At the Ne'ila service (day two), one of the cantors read a prayer that used the phrase "the Eternal One" as a name for G-d. In the prayer book, I noticed, the text stated that "the Eternal One is a compassionate God and a gracious God." The cantor said aloud however that "the Eternal One is Compassion and Grace." I decided to file this away as a tactic for translating what people mean when they say "God." Since God is an abstraction, whenever “God” is combined with an adjective, why not just combine the words all the way, producing the adjective's abstract noun form as the name for God?

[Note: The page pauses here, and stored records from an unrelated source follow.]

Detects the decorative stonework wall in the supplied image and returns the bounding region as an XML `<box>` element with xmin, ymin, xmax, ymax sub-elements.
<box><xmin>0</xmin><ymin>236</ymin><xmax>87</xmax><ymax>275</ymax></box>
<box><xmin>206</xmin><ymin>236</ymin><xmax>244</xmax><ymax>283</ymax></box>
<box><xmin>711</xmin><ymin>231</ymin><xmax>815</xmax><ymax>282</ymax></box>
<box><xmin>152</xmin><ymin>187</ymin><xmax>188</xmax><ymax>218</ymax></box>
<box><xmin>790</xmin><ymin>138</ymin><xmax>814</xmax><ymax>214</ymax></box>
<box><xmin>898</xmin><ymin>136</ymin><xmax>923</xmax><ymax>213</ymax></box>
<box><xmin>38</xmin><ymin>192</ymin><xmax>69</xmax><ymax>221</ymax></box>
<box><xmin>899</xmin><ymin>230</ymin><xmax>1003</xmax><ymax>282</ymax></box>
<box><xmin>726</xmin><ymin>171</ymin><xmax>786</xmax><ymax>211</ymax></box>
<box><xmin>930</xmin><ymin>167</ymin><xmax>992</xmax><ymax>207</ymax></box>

I followed this new tactic the next time I opened the Koran and discovered it works quite well for that text. Quite often, Muhammed follows mention of God with a comma and then two adjectives, like this: “There is no God but He, the Powerful, the Wise.” Or: “In the name of God, the Compassionate, the Merciful.”

To appropriate the cantor‘s formulation, then, “God" is Power, Wisdom, Compassion, Mercy.

As at the raga concert at the Hindu temple, I felt moved to dance at Ne‘ila when the music occasionally picked up a faster, more rollicking beat. Many of the songs were somber, of course, given the theme of the day, but as we got closer to the end of the service, the joy embedded in the songs seemed to emerge. Nobody danced, but many people clapped or stomped their feet, and I kept the beat by clacking the ring on my pinkie finger against the pew in front of me.

Is there a name for the type of Jewish song that breaks away from the Hebrew and just uses simple syllables? Ai, dai, dai, dai, la-dai, da-dai, dai, dai-dai. Those are so much fun to sing! A stuffy old Protestant church doesn‘t necessarily seem the right space for it though; I am put more in mind of dancing around a campfire (a pillar of fire?) in the desert, under the waxing moon.

It was during one of these more joyous interludes that the cantor announced that Fabrangeners believe that we are all priests, and we were encouraged then to accept our priestly role and raise our hands to bless each other as we sang. I put down my prayer book and raised one hand toward the older man seated to my left. On my right side was the wall, so I raised my other hand above the mother and daughter who were seated in front of me. They had raised hands to each other, until the mother noticed me behind her, and moved her left hand to bless me. She smiled broadly and I smiled back. We made bright, friendly eye contact, which seemed deeply pleasant. How often do we maintain a good-hearted gaze with a stranger?

I noticed some congregants raising over each other a split-fingered gesture that I recognize from pop culture as the Vulcan hand symbol -- which I found startling -- only to discover later that I had the origin of the gesture backward. It was a Yom Kippur symbol first; Leonard Nimoy appropriated a Jewish priestly blessing for his character’s alien greeting on Star Trek.

After the blessings and the final closing of the gates, three men in the balconies raised shofars to announce the end of the service. We all offered “shana tovas” to those around us.

Three days later, I would return to the United Church for a third time, and from the spot where the shofars ended the Jewish High Holidays, a powerful blast from a church organ would start another Christian Sunday morning service.

UPDATE, 10.13.08: The joyful, often wordless songs are called nigunim.